In the third installment of our Day in the Life series, we follow Microsoft researcher Ahmed Awadallah, a leader in agentic AI, as he navigates deep research, team leadership, and the evolving frontier of intelligent systems.

What Does a Typical Workday Look Like for You
8:00 AM — Focus Time
I like to start and finish my day with focus time blocks. In the morning, it is more focused on hands-on work, designing, planning, etc.10:00 AM — Team Syncs and Cross-Team Alignment
Depending on the project, this could be planning meetings or a sprint review meeting where I might push the team with various questions, helping them unblock challenges and land on the right solutions.On some days, I spend the time meeting with sister teams, product partners, compliance/legal teams to align roadmaps, discuss dependencies, ensure compliance, etc.

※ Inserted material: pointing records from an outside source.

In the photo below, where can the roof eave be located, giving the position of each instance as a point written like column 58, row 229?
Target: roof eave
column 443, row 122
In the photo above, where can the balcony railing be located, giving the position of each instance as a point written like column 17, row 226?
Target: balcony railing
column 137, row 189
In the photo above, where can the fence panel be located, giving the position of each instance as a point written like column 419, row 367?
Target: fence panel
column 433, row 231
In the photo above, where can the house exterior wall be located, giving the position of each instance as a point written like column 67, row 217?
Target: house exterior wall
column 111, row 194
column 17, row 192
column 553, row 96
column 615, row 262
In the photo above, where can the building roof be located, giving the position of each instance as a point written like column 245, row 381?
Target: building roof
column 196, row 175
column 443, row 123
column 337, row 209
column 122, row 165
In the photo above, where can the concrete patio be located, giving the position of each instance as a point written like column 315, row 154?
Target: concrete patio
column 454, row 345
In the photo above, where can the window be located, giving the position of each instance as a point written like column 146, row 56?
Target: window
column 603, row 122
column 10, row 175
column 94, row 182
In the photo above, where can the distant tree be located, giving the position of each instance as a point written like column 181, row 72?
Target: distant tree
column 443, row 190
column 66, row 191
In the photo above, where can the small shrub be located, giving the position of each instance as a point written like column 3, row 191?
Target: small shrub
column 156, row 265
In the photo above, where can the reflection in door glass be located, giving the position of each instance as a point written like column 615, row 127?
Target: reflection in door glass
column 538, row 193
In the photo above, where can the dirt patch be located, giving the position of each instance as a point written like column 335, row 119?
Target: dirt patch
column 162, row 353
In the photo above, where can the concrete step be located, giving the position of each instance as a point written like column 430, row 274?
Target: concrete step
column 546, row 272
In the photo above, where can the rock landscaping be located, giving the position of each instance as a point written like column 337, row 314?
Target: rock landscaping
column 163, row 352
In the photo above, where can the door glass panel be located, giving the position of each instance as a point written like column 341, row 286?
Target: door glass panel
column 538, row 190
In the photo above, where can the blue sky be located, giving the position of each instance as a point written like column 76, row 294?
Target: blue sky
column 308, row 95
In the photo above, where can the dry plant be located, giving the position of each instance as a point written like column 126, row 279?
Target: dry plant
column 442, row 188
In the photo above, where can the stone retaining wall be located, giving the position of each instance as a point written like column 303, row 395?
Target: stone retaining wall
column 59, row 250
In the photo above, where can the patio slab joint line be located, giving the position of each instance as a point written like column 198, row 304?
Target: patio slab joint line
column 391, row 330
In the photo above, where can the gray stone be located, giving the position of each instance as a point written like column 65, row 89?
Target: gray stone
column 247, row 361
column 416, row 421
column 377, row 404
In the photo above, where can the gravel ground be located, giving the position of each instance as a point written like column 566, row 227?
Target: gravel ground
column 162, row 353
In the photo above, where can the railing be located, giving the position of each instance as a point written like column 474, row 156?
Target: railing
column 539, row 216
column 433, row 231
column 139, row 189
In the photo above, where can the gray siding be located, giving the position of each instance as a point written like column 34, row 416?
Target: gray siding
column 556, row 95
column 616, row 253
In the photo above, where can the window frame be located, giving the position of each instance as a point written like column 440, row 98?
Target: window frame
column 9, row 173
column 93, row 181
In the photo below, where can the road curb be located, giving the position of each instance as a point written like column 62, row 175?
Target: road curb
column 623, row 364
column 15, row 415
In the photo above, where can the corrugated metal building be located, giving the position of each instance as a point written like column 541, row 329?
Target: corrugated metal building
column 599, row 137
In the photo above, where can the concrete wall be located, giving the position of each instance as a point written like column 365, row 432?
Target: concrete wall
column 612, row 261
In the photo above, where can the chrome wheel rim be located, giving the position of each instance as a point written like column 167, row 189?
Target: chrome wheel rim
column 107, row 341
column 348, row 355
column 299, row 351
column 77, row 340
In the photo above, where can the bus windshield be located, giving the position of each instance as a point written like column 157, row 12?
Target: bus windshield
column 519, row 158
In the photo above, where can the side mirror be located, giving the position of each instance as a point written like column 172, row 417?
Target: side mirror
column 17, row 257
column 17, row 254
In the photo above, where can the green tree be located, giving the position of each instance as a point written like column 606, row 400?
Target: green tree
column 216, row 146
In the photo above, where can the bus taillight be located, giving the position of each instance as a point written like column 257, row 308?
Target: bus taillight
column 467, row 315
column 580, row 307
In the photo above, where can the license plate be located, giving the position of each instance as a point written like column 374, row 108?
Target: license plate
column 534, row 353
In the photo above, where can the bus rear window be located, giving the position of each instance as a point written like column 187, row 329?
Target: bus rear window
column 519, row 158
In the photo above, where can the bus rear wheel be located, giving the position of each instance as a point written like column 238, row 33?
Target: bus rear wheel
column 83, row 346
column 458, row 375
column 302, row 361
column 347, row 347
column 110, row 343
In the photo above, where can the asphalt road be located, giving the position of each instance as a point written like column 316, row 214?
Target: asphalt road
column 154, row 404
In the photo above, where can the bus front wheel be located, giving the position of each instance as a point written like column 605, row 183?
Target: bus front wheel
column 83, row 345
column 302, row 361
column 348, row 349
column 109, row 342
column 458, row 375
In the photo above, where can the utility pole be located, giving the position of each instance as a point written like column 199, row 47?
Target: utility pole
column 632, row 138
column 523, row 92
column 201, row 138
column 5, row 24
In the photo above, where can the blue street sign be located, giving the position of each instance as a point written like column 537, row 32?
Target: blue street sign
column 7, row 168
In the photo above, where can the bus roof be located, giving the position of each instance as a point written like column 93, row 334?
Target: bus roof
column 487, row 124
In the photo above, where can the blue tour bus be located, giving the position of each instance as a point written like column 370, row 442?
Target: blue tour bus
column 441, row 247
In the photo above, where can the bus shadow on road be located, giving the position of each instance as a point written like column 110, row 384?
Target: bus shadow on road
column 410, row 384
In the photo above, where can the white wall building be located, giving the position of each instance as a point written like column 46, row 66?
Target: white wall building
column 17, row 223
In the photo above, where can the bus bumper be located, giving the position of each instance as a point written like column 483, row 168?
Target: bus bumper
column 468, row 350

1:00 PM — Deep Work Discussions and/or 1:1 meetings
Reserved for more technical deeper dives into different projects. Sometimes that means reviewing experiments, discussing next steps, etc..On some days, I block this time for 1:1s with my team. It’s where I can coach, listen, receive/share feedback, create clarity, etc.
4:00 PM — Focus Time
This is another time block for more focused work. At this time, I prioritize reviewing what got done, reflecting on notes from the day, updating documents, sketching out the next day’s priorities, and tying up loose ends.
With Your Current Research Focus, What Major Problems Are You Trying To Solve? Why Is This Work Meaningful or Exciting to You?
I’m currently focused on building agentic AI systems—models that can plan, execute, and adapt reliably and safely. These systems are designed to handle increasingly complex multi-step tasks, interact with their environments, and learn to improve over time, all while maintaining strong oversight, alignment, and transparency.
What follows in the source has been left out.